I’m sorry Asm Quirk. This is spin from the registrars. You cite a concern that the judge “agreed with the straightforward interpretation of the law, we must include all votes by mail ballots”. “Straightforward” means that there was no ambiguity. The law means what it says, “we must include all votes by mail ballots”. In other words, the AB 840 is rewriting election law, not “clarifiying” it. Therefore, the Assembly Elections Committee must have an opportunity to review a radical change to the bill that they never saw.
RE: Amendments were made to the bill after consultation with the Secretary of State, County Election Officials and policy experts in the area.
This part is very disappointing. You were gracious enough to spend a half hour with Dr. David Jefferson and myself this spring, discussing Internet voting. You should have been able to determine that he is very smart, knowledgeable about elections, and a straight shooter. His election-related bio, that goes back to 1994, is here: https://sfgov.org/electionscommission/sites/default/files/Documents/meetings/2017/2017-04-19-commission/David_Jefferson_Bio.pdf
Aside from having served as an advisor to many secretaries of state, he was chair of the Post Election Audit Standards Working Group for SoS Debra Bowen. He is a genuine expert on election audits. Yet you did not consult this audit expert for feedback on an audit amendment. Nor, for that matter, any of the other well-known citizen-experts that I know. Indeed, you waited until the last minute (Aug 24) to slip the amendments in, months after both the Senate and Assembly elections committee should have reviewed it. If you had introduced this bill in a timely manner, all stakeholders, including officials and the public, could well have worked something out to manage the officials’ workload – without gutting the audits.
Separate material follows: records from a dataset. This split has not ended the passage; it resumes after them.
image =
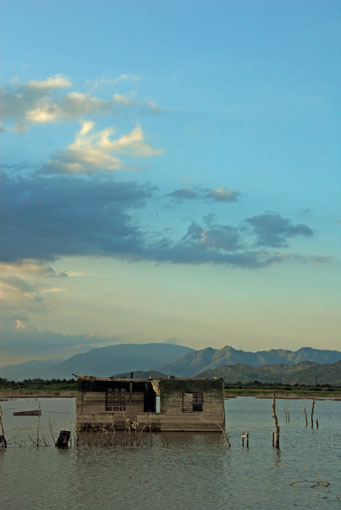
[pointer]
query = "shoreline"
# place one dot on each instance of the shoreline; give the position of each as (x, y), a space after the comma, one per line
(282, 395)
(6, 395)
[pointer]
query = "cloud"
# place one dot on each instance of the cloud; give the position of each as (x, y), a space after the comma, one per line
(216, 195)
(179, 195)
(41, 102)
(26, 268)
(222, 195)
(21, 340)
(273, 230)
(47, 217)
(94, 151)
(107, 82)
(54, 82)
(16, 293)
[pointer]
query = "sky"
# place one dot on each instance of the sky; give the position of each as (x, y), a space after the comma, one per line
(169, 172)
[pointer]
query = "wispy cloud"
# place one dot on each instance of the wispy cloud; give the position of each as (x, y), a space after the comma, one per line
(221, 194)
(78, 216)
(94, 151)
(47, 101)
(54, 82)
(273, 230)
What we are now insisting on, is that the amendments to AB 840 be thoroughly reviewed at least once by the Assembly Elections Committee, before it becomes law. This is standard procedure. That’s all.
We are very much aware that handling elections is a very complex and demanding process, especially in large counties. There are numerous ways to manage the workload without sacrificing transparency. Some of them are risk-limiting audits, public access to images of ballots, reworking audits of the processing of vote by mail and provisional envelopes, and quite a few more. Declaring ahead of time that four million ballots will never be subject to a 2nd check, however, is a wide open invitation to election fraud – by an outsider or insider. It is not acceptable. California is not Florida. At least, it shouldn’t be.
Thank you for your attention,
Jim
For more information, please see http://CountedAsCast.org/StopAB840
PS: As a general principle, the legislature should not be altering laws that are under litigation.